Aside from the types of support described above, brokers have volume power of leverage on their side. “Because brokers can have multiple clients with any given carrier,” Evans says, “this provides them with additional leverage to help assist their clients with service issues that, on an individual basis, they might not have as much success resolving to their satisfaction.”

As for rates, costs will vary. In some cases, brokers work for commission from the insurance companies, charge businesses a flat fee or a combination of both. Your company’s size and needs will dictate the level of service you’ll need, which also affects the price.  At the end of the day, your goal is to find the best available coverage and support at a price that works for you, so it helps to have someone on your side who can work with the intricacies of the health insurance market in meeting your objectives. “As members of a profession that requires a license and has stringent educational guidelines, brokers serve more as advocates for clients than simply salespeople,” Trautwein asserts. “They know the products that are available and work closely with clients to determine their needs, so they’re able to bring the two sides together to provide the best coverage plans and long-term support to the people who need them.”

BROKER RESOURCES IF YOU’RE NOT ALREADY WORKING WITH A BENEFITS BROKER, THERE ARE A NUMBER OF WAYS TO FIND POTENTIAL  CANDIDATES. SPEAK WITH COLLEAGUES, YOUR ACCOUNTANT OR FINANCIAL ADVISOR FOR A REFERRAL, LOOK IN THE YELLOW PAGES OR SEARCH “BENEFITS AND BROKERS” ON THE WEB.  There are also several trade associations and other organizations that offer access to broker information.
A sampling includes:
• Business.com offers a straight listing of “Health Insurance Agents and Brokers” (www.business.com/directory/financial_services/insurance/health_insurance/agents_and_brokers).
• Employee Benefits News—This trade publication features a searchable Marketplace directory (marketplace.benefitnews.com/directory). Select “Comprehensive Benefits Consulting Services,” and you’ll get results based on your city and state input.

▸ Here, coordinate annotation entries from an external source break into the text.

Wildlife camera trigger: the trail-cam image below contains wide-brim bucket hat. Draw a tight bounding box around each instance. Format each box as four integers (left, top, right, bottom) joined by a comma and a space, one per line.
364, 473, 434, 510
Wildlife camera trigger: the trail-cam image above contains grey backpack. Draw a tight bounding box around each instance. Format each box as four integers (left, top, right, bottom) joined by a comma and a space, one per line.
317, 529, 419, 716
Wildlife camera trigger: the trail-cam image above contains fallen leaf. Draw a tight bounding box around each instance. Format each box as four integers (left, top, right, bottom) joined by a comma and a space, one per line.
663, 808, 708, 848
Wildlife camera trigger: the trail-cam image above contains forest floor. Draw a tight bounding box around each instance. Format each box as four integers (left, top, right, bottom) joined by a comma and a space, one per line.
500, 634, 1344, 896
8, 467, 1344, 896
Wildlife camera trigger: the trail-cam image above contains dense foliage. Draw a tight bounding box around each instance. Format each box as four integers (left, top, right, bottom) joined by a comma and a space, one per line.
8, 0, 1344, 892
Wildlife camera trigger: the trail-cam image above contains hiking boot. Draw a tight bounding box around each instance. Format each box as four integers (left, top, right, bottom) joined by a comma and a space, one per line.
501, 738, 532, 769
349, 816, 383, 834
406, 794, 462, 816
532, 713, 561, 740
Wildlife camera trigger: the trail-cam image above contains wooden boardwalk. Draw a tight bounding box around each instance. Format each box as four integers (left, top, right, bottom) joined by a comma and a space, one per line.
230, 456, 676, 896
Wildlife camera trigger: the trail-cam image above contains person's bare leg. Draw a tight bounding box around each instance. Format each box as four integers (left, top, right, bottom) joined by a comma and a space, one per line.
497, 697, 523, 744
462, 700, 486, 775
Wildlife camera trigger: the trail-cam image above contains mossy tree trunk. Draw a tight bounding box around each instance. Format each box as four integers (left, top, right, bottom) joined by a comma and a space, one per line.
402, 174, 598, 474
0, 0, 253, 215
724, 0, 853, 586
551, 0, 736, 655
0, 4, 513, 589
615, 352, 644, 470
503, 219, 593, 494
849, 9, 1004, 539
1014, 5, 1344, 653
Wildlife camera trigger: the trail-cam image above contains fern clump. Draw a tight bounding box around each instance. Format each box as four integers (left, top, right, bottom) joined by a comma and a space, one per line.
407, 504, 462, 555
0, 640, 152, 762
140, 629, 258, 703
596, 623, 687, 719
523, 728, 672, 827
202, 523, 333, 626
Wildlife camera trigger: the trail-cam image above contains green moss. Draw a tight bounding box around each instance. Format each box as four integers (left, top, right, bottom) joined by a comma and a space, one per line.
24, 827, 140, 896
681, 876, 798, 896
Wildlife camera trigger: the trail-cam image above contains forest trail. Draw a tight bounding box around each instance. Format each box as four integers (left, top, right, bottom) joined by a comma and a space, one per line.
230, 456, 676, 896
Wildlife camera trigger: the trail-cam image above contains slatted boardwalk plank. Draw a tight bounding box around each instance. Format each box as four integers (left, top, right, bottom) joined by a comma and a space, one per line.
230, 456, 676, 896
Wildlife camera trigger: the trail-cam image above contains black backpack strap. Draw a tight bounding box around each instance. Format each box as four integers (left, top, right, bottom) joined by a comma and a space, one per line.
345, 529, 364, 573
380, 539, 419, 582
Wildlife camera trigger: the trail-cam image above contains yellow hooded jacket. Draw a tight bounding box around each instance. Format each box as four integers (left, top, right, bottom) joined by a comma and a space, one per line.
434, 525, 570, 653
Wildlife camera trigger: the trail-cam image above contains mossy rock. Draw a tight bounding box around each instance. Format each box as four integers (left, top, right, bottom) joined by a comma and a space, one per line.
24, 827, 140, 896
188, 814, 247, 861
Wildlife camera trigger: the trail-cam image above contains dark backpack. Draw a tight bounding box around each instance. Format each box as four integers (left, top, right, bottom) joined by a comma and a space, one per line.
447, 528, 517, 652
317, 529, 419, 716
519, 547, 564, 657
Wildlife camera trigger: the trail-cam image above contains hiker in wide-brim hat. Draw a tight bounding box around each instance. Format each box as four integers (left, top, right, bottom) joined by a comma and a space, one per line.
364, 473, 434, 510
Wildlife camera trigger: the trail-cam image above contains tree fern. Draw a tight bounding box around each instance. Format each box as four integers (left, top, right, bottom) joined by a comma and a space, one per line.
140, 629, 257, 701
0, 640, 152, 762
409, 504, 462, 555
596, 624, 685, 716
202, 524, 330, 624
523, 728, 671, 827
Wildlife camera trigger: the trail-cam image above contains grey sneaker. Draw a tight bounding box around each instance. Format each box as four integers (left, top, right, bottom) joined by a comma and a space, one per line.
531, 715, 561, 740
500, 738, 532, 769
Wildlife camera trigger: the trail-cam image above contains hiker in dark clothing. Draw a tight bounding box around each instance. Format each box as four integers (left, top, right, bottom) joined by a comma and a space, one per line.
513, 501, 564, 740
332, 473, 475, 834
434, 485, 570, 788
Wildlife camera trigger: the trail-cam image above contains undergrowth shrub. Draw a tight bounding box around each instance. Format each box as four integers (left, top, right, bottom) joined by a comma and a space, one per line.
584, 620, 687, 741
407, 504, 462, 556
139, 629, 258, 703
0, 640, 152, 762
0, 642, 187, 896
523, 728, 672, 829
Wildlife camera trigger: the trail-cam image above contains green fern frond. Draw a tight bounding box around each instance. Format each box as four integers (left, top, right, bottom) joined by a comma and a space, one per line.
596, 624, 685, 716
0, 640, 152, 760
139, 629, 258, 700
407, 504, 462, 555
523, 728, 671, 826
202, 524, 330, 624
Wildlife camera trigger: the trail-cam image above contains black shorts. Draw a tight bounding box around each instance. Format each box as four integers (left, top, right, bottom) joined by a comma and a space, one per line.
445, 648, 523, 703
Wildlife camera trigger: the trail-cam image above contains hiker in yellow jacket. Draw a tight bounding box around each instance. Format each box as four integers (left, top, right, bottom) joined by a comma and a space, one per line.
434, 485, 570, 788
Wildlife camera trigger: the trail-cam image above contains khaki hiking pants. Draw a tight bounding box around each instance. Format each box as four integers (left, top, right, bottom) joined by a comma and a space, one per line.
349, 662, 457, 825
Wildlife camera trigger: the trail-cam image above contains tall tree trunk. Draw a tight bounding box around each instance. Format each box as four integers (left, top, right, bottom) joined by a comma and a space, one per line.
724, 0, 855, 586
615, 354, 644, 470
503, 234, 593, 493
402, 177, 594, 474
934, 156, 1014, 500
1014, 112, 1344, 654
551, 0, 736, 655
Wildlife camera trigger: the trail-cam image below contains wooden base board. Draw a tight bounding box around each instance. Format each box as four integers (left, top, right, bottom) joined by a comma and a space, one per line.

• Independent Insurance Agents & Brokers of America (IIABA)—IIABA offers a database its member agents (www.iiaba.net/agentlocator/findagent.aspx), searchable by city, state and zip code.
• National Association of Health Underwriters (NAHU)—NAHU offers its “Find an Agent” database (www.nahu.org/consumer/findagent.cfm), which provides contact information for its member independent agents, brokers and consultants by geographic area.
• Many states offer their own independent broker and agent databases (a “benefits and brokers” web search by state can get you those results).
• For general information on benefits and HR issues, visit the “HR Articles” area at Inc.com (www.inc.com/articles/hr/index.html).